Ce magistrat a rendu compte des plaidoiries dans le délibéré de la Cour, composée de :
Madame Martine ROY-ZENATI, Présidente de chambre
Madame Agnès BODARD-HERMANT, Conseillère
Mme Mireille QUENTIN DE GROMARD, Conseillère
Greffier, lors des débats : Mlle Véronique COUVET
ARRÊT :
- REPUTE CONTRADICTOIRE
- par mise à disposition de l'arrêt au greffe de la Cour, les parties en ayant été préalablement avisées dans les conditions prévues au deuxième alinéa de l'article 450 du code de procédure civile.
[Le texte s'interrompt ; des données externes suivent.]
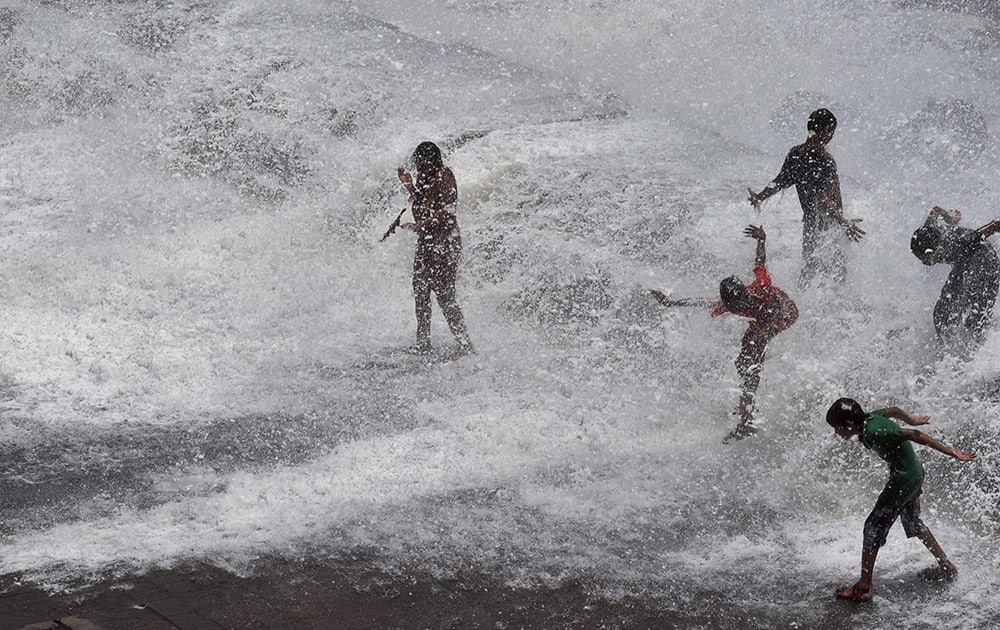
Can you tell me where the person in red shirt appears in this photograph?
[711,225,799,442]
[650,225,799,443]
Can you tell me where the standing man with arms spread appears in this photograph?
[826,398,976,602]
[747,109,865,287]
[396,142,473,354]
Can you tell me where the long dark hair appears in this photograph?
[412,141,444,170]
[826,398,868,429]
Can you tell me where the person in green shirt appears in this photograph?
[826,398,976,602]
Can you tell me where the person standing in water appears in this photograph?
[826,398,976,602]
[747,109,865,287]
[651,225,799,443]
[910,206,1000,356]
[396,142,473,354]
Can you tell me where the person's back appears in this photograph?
[747,109,865,286]
[910,206,1000,355]
[774,143,843,237]
[860,409,924,495]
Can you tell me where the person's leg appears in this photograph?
[799,223,821,289]
[432,249,473,352]
[899,495,958,580]
[837,486,902,601]
[723,321,776,443]
[736,321,774,425]
[413,254,431,352]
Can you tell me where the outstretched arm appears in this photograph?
[885,407,931,427]
[396,166,417,199]
[903,429,976,462]
[976,219,1000,238]
[747,182,781,211]
[927,206,962,225]
[743,225,767,267]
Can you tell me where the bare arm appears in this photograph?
[396,166,417,199]
[977,220,1000,238]
[747,182,781,211]
[885,407,931,427]
[743,225,767,267]
[903,429,976,462]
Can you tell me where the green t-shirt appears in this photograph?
[861,409,924,502]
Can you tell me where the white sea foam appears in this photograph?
[0,0,1000,627]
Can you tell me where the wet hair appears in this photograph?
[910,225,944,260]
[719,276,753,313]
[806,108,837,133]
[412,141,444,168]
[826,398,868,429]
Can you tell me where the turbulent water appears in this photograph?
[0,0,1000,628]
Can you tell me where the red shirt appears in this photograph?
[711,267,799,332]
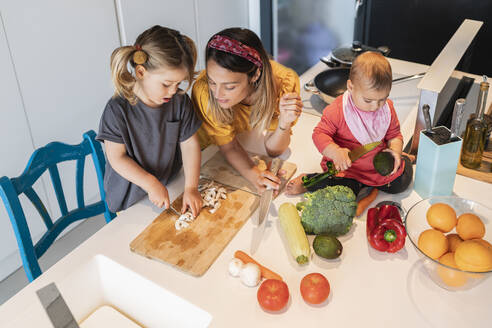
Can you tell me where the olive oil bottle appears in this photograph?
[460,79,489,169]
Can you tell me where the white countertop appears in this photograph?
[0,60,492,327]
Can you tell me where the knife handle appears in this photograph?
[270,157,282,175]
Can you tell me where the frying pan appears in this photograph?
[304,67,425,104]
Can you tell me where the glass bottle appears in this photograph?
[460,79,489,169]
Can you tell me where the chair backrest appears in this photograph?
[0,130,115,281]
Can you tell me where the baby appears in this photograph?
[286,52,413,195]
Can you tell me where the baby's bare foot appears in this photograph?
[285,174,307,195]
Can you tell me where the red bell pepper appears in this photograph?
[366,205,407,253]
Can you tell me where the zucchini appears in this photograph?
[278,203,311,264]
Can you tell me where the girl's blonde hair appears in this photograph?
[205,28,278,130]
[111,25,197,105]
[349,51,393,90]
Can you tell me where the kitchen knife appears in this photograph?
[36,282,79,328]
[348,141,381,162]
[200,174,260,196]
[251,158,281,254]
[449,98,466,141]
[422,104,434,134]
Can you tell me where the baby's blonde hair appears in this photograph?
[349,51,393,90]
[111,25,197,105]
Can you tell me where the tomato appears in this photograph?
[301,273,330,304]
[256,279,289,311]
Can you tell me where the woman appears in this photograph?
[192,28,302,192]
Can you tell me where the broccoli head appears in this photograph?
[296,186,357,236]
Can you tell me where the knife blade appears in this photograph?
[200,174,261,196]
[348,141,381,162]
[251,158,281,254]
[36,282,79,328]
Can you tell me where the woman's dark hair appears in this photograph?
[205,27,277,129]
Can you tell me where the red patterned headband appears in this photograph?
[207,35,263,69]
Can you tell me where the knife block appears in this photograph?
[414,126,463,198]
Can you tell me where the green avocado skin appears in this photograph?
[372,151,395,176]
[313,235,343,260]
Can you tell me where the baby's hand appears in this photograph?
[147,179,169,208]
[181,187,203,217]
[331,148,352,172]
[383,148,401,175]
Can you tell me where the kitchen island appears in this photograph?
[0,60,492,327]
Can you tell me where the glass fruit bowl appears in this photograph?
[405,196,492,291]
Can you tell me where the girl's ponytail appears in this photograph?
[111,46,137,105]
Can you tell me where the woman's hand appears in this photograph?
[278,93,302,130]
[181,187,203,217]
[328,147,352,172]
[383,148,401,175]
[250,166,282,193]
[147,179,169,209]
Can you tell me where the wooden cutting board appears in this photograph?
[130,182,260,276]
[130,153,297,276]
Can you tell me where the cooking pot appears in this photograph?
[304,67,425,104]
[320,41,390,67]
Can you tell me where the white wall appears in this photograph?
[0,0,250,280]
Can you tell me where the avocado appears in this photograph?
[313,235,343,259]
[372,151,395,176]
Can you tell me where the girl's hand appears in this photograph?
[147,179,169,209]
[383,148,401,175]
[250,166,282,193]
[331,148,352,172]
[181,187,203,217]
[278,93,302,130]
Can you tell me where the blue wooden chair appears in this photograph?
[0,130,115,281]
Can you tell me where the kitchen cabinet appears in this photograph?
[0,0,119,279]
[116,0,249,70]
[0,0,254,280]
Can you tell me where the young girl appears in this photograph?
[192,28,302,192]
[287,52,413,195]
[97,26,202,216]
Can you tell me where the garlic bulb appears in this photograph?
[229,258,244,277]
[240,263,261,287]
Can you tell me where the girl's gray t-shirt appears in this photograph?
[96,93,201,212]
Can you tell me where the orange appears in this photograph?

- signé par Madame Martine ROY-ZENATI, président et par Mlle Véronique COUVET, greffier.
Les 22 novembre et 27 décembre 2013, M. [M] [S], assisté par Mme [A] [S] en sa qualité de curatrice, blessé au cours d'un accident d'avion survenu à Madrid le 27 novembre 1983 alors qu'il était âgé de moins de deux ans, a fait assigner en référé la compagnie Aerovias Nacionales de Colombia SA Avianca (Avianca) et la CPAM de Nanterre pour obtenir une expertise médicale afin d'évaluer l'aggravation de son préjudice corporel, le versement d'une provision de 50.000 euros à valoir sur l'indemnisation de son préjudice et la somme de 15.000 euros à titre de provision ad litem.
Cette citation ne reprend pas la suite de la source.